I have a Spark application and I want to access an Azure Blob container by writing the event log into the blob container.
I want to authenticate using a SAS token. The SAS token generated by the Azure portal works fine. However, the one generated by the C# client does not work. I dont know what's the difference between these two SAS token.
This is how I generate the SAS token in Azure portal
This is my spark conf
spark.eventLog.dir: "abfss://sparkevent@lydevstorage0.dfs.core.windows.net/log"
spark.hadoop.fs.azure.account.auth.type.lydevstorage0.dfs.core.windows.net: "SAS"
spark.hadoop.fs.azure.sas.fixed.token.lydevstorage0.dfs.core.windows.net: ""
spark.hadoop.fs.azure.sas.token.provider.type.lydevstorage0.dfs.core.windows.net: "org.apache.hadoop.fs.azurebfs.sas.FixedSASTokenProvider"
This is C# code:
BlobSasBuilder blobSasBuilder = new BlobSasBuilder()
{
StartsOn = DateTimeOffset.UtcNow.AddDays(-1),
ExpiresOn = DateTimeOffset.UtcNow.AddDays(1),
Protocol = SasProtocol.HttpsAndHttp,
BlobContainerName = "sparkevent",
Resource = "b" // I also tried "c"
};
blobSasBuilder.SetPermissions(BlobContainerSasPermissions.All);
string sasToken2 = blobSasBuilder.ToSasQueryParameters(new StorageSharedKeyCredential("lydevstorage0", <access key>)).ToString();
The error is
Exception in thread "main" java.nio.file.AccessDeniedException: Operation failed: "Server failed to authenticate the request. Make sure the value of Authorization header is formed correctly including the signature.", 403, HEAD, https://lydevstorage0.dfs.core.windows.net/sparkevent/?upn=false&action=getAccessControl&ti
meout=90&sv=2021-02-12&spr=https,http&st=2023-06-26T03:33:27Z&se=2023-06-28T03:33:27Z&sr=c&sp=racwdxlti&sig=XXXXX
at org.apache.hadoop.fs.azurebfs.AzureBlobFileSystem.checkException(AzureBlobFileSystem.java:1384)

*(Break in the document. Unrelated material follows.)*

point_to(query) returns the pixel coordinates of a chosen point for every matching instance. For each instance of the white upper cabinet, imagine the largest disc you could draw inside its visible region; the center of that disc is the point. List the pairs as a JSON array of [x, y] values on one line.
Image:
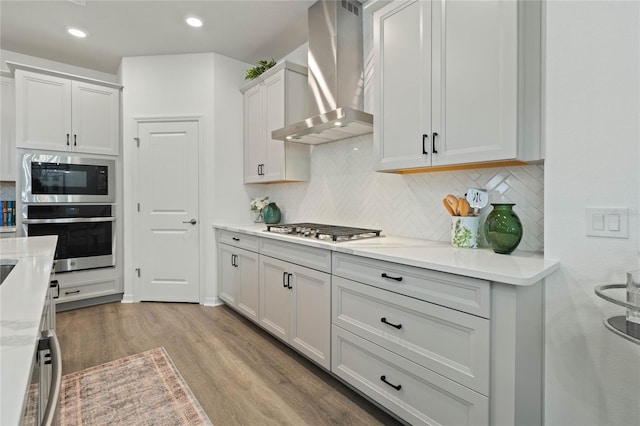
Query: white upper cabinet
[[276, 98], [61, 114], [8, 131], [451, 87]]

at org.apache.hadoop.fs.azurebfs.AzureBlobFileSystem.getFileStatus(AzureBlobFileSystem.java:611)
at org.apache.hadoop.fs.azurebfs.AzureBlobFileSystem.getFileStatus(AzureBlobFileSystem.java:599)
at org.apache.spark.deploy.history.EventLogFileWriter.requireLogBaseDirAsDirectory(EventLogFileWriters.scala:77)

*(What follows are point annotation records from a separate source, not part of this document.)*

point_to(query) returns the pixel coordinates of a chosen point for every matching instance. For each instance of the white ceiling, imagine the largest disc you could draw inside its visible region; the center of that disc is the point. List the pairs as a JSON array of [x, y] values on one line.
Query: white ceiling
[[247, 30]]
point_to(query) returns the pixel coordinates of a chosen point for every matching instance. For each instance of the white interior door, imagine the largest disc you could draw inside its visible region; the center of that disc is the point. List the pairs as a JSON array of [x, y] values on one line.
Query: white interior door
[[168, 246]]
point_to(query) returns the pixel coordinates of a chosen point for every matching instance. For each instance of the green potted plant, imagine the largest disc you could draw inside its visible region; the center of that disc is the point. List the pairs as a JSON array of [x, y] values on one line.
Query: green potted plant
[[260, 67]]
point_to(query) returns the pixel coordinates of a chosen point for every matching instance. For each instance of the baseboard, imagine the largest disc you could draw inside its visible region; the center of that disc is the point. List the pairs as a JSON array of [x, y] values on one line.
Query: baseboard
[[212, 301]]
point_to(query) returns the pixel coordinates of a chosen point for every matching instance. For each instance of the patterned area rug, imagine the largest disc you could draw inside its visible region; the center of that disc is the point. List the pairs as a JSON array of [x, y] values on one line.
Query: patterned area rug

at org.apache.spark.deploy.history.SingleEventLogFileWriter.start(EventLogFileWriters.scala:221)
at org.apache.spark.scheduler.EventLoggingListener.start(EventLoggingListener.scala:83)
at org.apache.spark.SparkContext.<init>(SparkContext.scala:612)

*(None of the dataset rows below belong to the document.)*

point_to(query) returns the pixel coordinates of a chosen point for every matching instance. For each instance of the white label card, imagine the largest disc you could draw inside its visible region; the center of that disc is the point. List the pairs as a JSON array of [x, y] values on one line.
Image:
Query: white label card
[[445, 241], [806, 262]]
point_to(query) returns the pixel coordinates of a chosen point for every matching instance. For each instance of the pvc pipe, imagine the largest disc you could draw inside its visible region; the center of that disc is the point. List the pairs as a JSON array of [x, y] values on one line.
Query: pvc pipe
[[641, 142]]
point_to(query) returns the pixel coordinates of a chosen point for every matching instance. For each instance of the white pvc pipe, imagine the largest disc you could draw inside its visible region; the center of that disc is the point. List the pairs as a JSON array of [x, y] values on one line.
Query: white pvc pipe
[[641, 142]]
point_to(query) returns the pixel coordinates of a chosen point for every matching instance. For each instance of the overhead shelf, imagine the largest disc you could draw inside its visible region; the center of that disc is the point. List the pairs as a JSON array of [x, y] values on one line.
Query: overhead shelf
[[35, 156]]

at org.apache.spark.SparkContext$.getOrCreate(SparkContext.scala:2704)
at org.apache.spark.sql.SparkSession$Builder.$anonfun$getOrCreate$2(SparkSession.scala:953)
at scala.Option.getOrElse(Option.scala:189)
at org.apache.spark.sql.SparkSession$Builder.getOrCreate(SparkSession.scala:947)
at org.apache.spark.examples.SparkPi$.main(SparkPi.scala:30)
at org.apache.spark.examples.SparkPi.main(SparkPi.scala)
at java.base/jdk.internal.reflect.NativeMethodAccessorImpl.invoke0(Native Method)
at java.base/jdk.internal.reflect.NativeMethodAccessorImpl.invoke(NativeMethodAccessorImpl.java:62)
at java.base/jdk.internal.reflect.DelegatingMethodAccessorImpl.invoke(DelegatingMethodAccessorImpl.java:43)
at java.base/java.lang.reflect.Method.invoke(Method.java:566)
at org.apache.spark.deploy.JavaMainApplication.start(SparkApplication.scala:52)
at org.apache.spark.deploy.SparkSubmit.org$apache$spark$deploy$SparkSubmit$$runMain(SparkSubmit.scala:958)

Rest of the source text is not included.